Friday, 3 August 2007

US embassy in Baghdad: Illegal workers from Andhra Pradesh labour it out to build world's largest US Embassy

August 3, 2007
By Syed Akbar
Hyderabad, Aug 2: Scores of illegal workers from Andhra Pradesh are racing against time in Baghdad to complete what is being projected as the world's largest and most expensive US embassy in the world.
The US plans to open its diplomatic enclave in Baghdad, Iraq, by September and the task of meeting the deadline lies on the shoulders of workers from Karimnagar, Adilabad and Nizamabad districts. Illegal workers from Andhra Pradesh constitute a large labour force engaged in the construction of the new US embassy on a 42-hectare compound on the banks of the river Tigris. The US and Iraqi authorities have also employed workers from the Philippines and Bangladesh.
According to unofficial estimates, around 40,000 workers from Jagtyal and Sircilla in Karimnagar, Armoor in Nizamabad and Nirmal in Adilabad districts are employed by American and Iraqi forces in Iraq. Many of them are illegal and have made their entry into Iraq without the Iraqi visas. They are mainly engaged to work in military bunkers supplying food and taking care of the petty needs of the military forces. About a hundred are said to be working on the new US embassy site, about the size of the Vatican. The US is spending 592 million US dollars on the project.
The State government's NRI cell does not have a record on the AP workers in Iraq since 90 per cent of those employed there are illegal. The Andhra workers are picked up from Kuwait and UAE. Poor and unskilled workers from these backward districts of Telangana visit the Gulf countries on a visit or tourist visa and approach the local recruiting agents, who in turn hand them over to the US military officials for employment. Illegal Andhra workers are in great demand in the Arab world as they are considered a cheap labour source.
The Indian government has imposed restrictions on unskilled workers leaving for Iraq and this is the reason why they travel to the Gulf to be picked up by local recruiting agents to leave for Iraq.
"The major trouble we face is the risk of attacks by locals fighting against the presence of the US forces on Iraqi soil. We stay in bunkers but the money they pay us is quite good. In Karimnagar we can never earn so much money," says middle aged Tirupati Reddy of Laxmipur village in Jagtyal mandal. Tirupati Reddy worked in Baghdad for a couple of months.

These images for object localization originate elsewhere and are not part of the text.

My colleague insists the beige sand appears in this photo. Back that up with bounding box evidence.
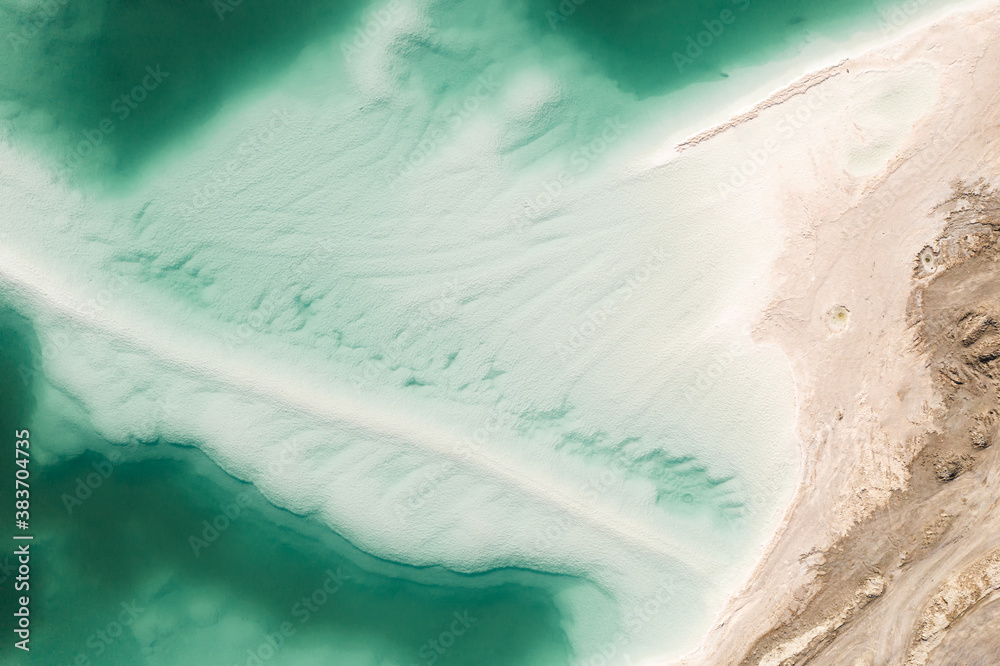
[657,1,1000,663]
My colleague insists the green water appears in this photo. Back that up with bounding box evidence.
[521,0,892,96]
[0,313,577,666]
[0,0,371,184]
[0,0,944,187]
[0,0,963,663]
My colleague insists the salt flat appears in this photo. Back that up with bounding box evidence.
[1,0,994,663]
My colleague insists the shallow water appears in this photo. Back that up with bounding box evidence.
[0,0,970,663]
[0,314,580,666]
[0,0,957,185]
[521,0,897,96]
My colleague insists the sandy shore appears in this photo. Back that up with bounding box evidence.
[3,0,999,660]
[657,0,1000,663]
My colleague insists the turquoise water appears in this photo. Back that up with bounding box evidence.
[0,0,966,663]
[0,311,578,666]
[522,0,893,95]
[0,0,370,183]
[0,0,950,186]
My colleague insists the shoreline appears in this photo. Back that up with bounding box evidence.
[653,0,1000,662]
[643,0,987,171]
[0,3,985,660]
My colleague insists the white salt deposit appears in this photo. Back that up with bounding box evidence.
[0,0,976,662]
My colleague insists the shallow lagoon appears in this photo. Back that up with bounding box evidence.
[0,0,970,663]
[0,315,580,666]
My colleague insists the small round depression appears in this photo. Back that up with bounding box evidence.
[828,305,850,333]
[919,246,937,274]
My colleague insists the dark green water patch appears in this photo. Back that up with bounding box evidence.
[0,309,40,660]
[0,312,575,665]
[0,0,370,188]
[0,444,576,665]
[0,308,38,434]
[2,448,575,665]
[520,0,894,97]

With UAE, Saudi Arabia and other countries in the Gulf tightening their immigration rules, unskilled labourers from backward Telangana districts are now preferring the strife-torn Iraq for employment. Since the workers are taken by US military aircraft, the visa and immigration rules are relaxed. The workers are free to stay as long as they wish and there's no immigration restriction on their stay. The return is also as smooth as their entry, those who worked in Iraq told this correspondent.
"I returned early as life was really hard for me in the bunker. Many from my village have been working there for the last two years. It is the question of adjusting to the hard life. Once we reached Iraq we were trained in wearing bullet proof jacket and hiding in bunkers," K Mahesh of Kondagutta village in Karimnagar pointed out.

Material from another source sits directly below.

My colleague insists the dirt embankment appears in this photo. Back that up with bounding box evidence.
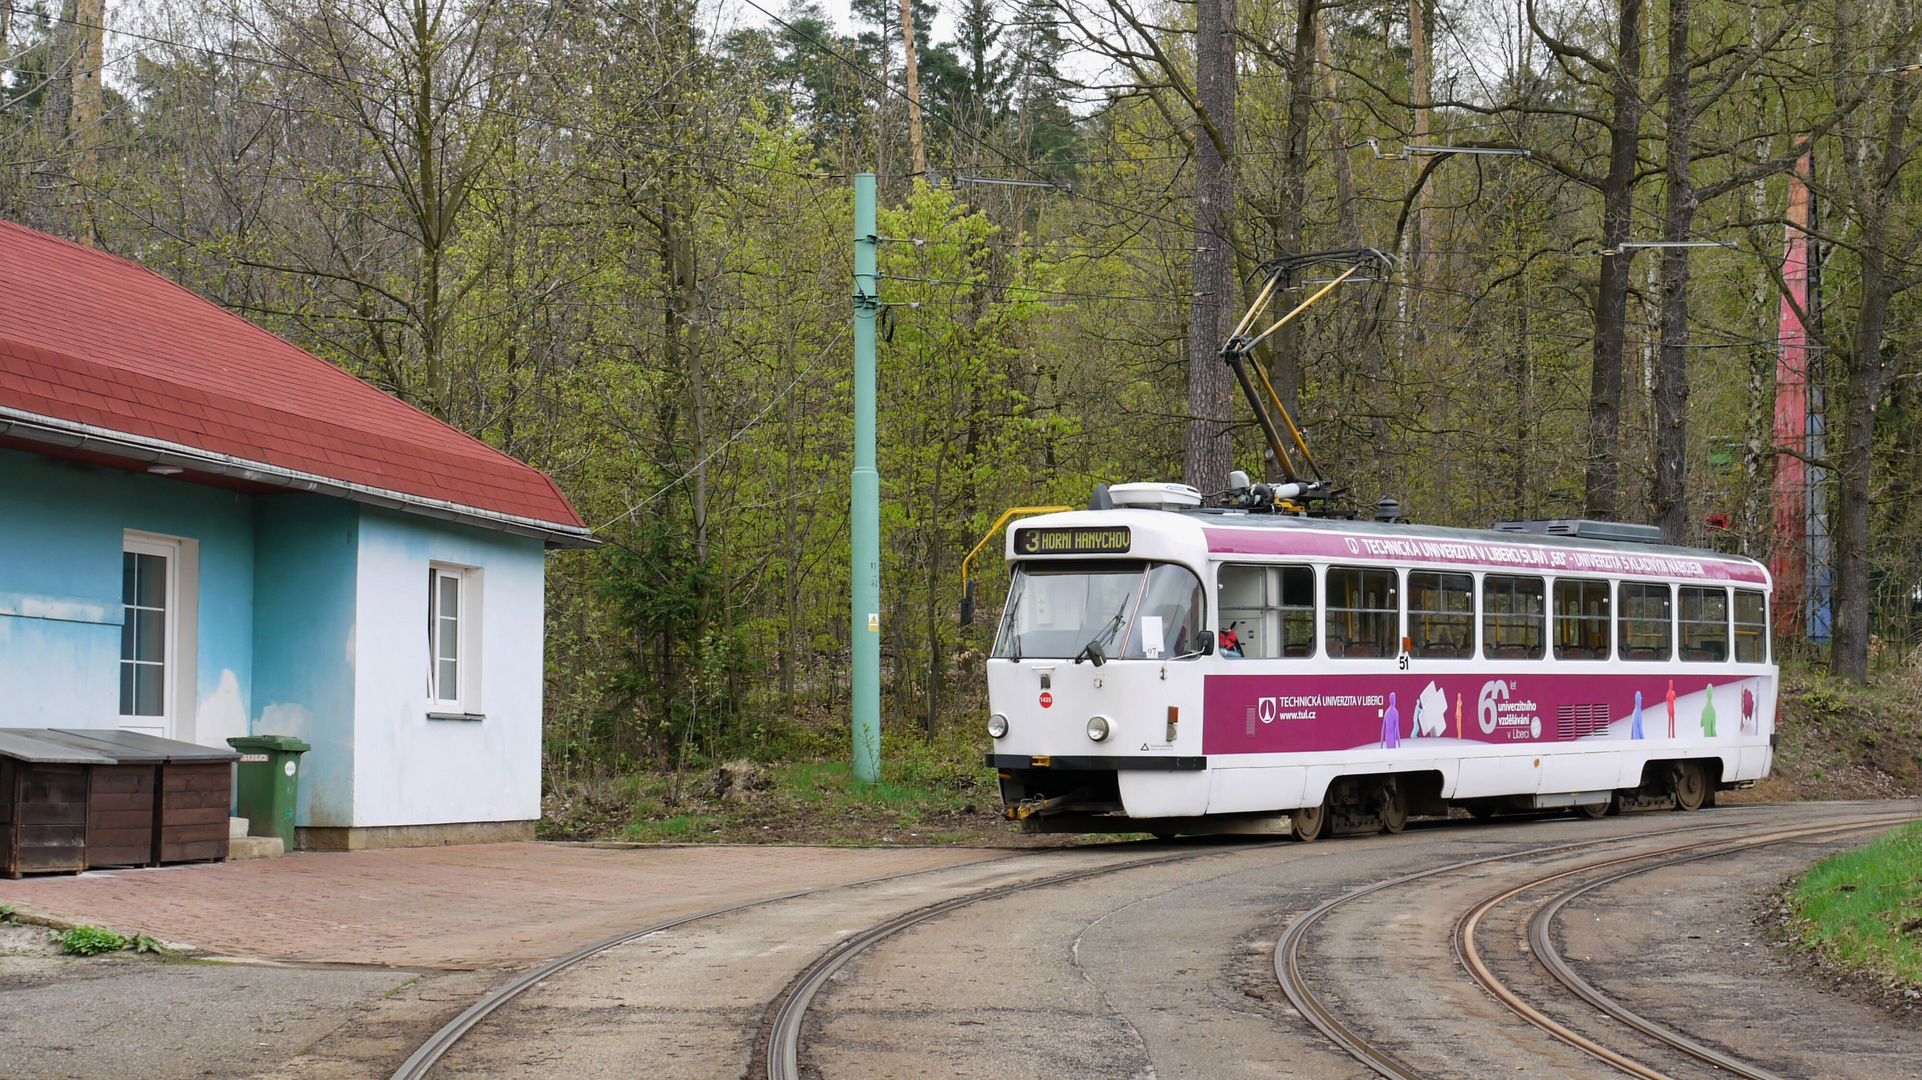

The salary offered to them, however, is relatively high, but workers are often subjected to abuse. While unskilled labour from the State get about Rs 5000 a month on an average in UAE and other Gulf countries, those employed in Iraq are paid between Rs 20,000 and Rs 40,000.
Ramana Reddy from Malial mandal in Karimnagar returned after working at the US embassy site for some time. He said working at the 21-building complex, that will house the new US diplomatic enclave, was quite hard.
"We do not know what happens the next moment in Baghdad. Though we are protected by the US forces, working in Iraq is really difficult. But we risk life for the sake of big money. We get three to six times more pay in Iraq than in Dubai. I was paid 1000 US dollars around Rs 41,000 a month," he said.